Storm of the Dead - Lisa Smedman [97]
Strong enough to resist him.
Tingling with hope, she glanced around, looking for a way out. The pile of skulls Wendonai used as his throne had burned down to blackened lumps. The wind blew past the skulls, teasing a wisp of ash from the pile.
No, not ash. The streamer of black was coming out of a single eye socket.
Keeping a wary eye on Wendonai, Halisstra eased toward the twisting spiral of ash and touched it with a fingertip. Her flesh paled to gray. The fingertip felt not just cold, but drained of all sensation, all life. The part that was within the tendril of black seemed to shrink, as if Halisstra was viewing it through the wrong side of a lens. The blackness pulled at it, stretching it thinner and thinner and…

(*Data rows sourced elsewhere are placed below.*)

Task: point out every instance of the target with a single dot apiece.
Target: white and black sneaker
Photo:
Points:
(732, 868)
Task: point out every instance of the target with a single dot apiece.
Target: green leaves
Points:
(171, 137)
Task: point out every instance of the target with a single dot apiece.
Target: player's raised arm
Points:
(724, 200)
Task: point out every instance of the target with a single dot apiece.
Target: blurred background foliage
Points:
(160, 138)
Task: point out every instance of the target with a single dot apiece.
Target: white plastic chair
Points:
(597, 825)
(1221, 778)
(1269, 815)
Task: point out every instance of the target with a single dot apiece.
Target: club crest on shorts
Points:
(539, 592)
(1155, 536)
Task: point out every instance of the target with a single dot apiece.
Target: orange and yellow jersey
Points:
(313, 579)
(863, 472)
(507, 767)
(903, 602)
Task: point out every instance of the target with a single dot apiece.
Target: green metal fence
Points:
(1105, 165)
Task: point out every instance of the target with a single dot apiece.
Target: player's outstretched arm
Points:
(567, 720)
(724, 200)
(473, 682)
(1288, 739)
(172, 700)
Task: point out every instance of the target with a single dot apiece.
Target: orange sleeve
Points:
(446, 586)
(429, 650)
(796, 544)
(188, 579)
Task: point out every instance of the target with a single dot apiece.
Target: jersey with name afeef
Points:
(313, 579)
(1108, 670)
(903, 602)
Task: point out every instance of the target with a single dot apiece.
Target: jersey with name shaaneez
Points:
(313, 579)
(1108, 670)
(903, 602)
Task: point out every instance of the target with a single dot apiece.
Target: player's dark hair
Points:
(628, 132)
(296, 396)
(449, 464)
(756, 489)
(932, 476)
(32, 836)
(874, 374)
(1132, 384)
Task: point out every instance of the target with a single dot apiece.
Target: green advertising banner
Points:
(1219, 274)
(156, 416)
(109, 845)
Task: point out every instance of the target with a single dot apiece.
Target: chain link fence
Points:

Halisstra yanked her finger out. Had she not, the darkness would have drawn her irrevocably into itself. Into the void that was the skull's empty eye socket. She knew what the tendril of darkness was: raw negative energy. Seeping out of… nowhere. Drawing everything it touched into oblivion.
What bliss that would be.
The wind shifted. In order to reach the tendril of ash, Halisstra would have to move to a spot where Wendonai might see her. At the moment, his attention was wholly focused on Cavatina. He crouched over her, his quivering nostrils savoring her weakness. Demons, however, weren't stupid. Not always. The moment he spotted movement behind him, Halisstra's chance at escape would be extinguished.
She'd have to make sure he didn't spot her, then.
Softly, she began to sing. When her song ended, she was as invisible as the wind. Then she began a second song, one that would provide a distraction.
Before she could complete it, a voice pealed out. It was Cavatina, her voice raised in joyous song, "I… am… redeemed!"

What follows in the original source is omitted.